Simulates uvw coordinates, interferometric visibilities and adds noise. This function does not produce a measurement set.

Parameters

  • point_source_flux (float np.array, [n_point_sources,n_time, n_chan, n_pol], (singleton: n_time, n_chan), Janskys) – The flux of the point sources.

  • point_source_ra_dec (float np.array, [n_time, n_point_sources, 2], (singleton: n_time), radians) – The position of the point sources.

  • pointing_ra_dec (float np.array, [n_time, n_ant, 2], (singleton: n_time, n_ant), radians) – Pointings of antennas, if they are different from the phase center. Set to None if no pointing offsets are required.

  • phase_center_ra_dec (float np.array, [n_time, 2], (singleton: n_time), radians) – Phase center of array.

  • beam_parms (dict) –

  • beam_parms['mueller_selection'] (int np.array, default=np.array([ 0, 5, 10, 15])) – The elements in the 4x4 beam Mueller matrix to use. The elements are numbered row wise. For example [ 0, 5, 10, 15] are the diagonal elements.

  • beam_parms['pa_radius'] (float, default=0.2, radians) – The change in parallactic angle that will trigger the calculation of a new beam when using Zernike polynomial aperture models.

  • beam_parms['image_size'] (int np.array, default=np.array([1000,1000])) – Size of the beam image generated from the Zernike polynomial coefficients.

  • beam_parms['fov_scaling'] (int, default=15) – Used to scale the size of the beam image, which is given by fov_scaling*(1.22 *c/(dish_diam*frequency)).

  • beam_parms['zernike_freq_interp'] (str, default='nearest', options=['linear', 'nearest', 'zero', 'slinear', 'quadratic', 'cubic']) – What interpolation method to use for Zernike polynomial coefficients.
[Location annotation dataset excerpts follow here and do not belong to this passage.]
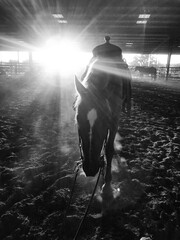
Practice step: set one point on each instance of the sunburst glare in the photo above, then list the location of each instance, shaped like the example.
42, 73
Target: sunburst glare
62, 56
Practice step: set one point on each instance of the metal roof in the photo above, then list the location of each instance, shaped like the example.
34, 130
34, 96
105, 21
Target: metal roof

  • beam_models (list) – List of beam models to use. Beam models can be any combination of function parameter dictionaries, image xr.Datasets or Zernike polynomial coefficient xr.Datasets.

  • beam_model_map (int np.array, [n_ant]) – Each element in beam_model_map is an index into beam_models.

  • uvw_parms (dict) –

  • uvw_parms['calc_method'] (str, default='astropy', options=['astropy','casa']) – Astropy coordinates or CASA tool measures can be used to calculate uvw coordinates.

  • uvw_parms['auto_corr'] (bool, default=False) – If True autocorrelations are also calculated.

  • tel_xds (xr.Dataset) – An xarray dataset of the radio telescope array layout (see zarr files in sirius_data/telescope_layout/data/ for examples).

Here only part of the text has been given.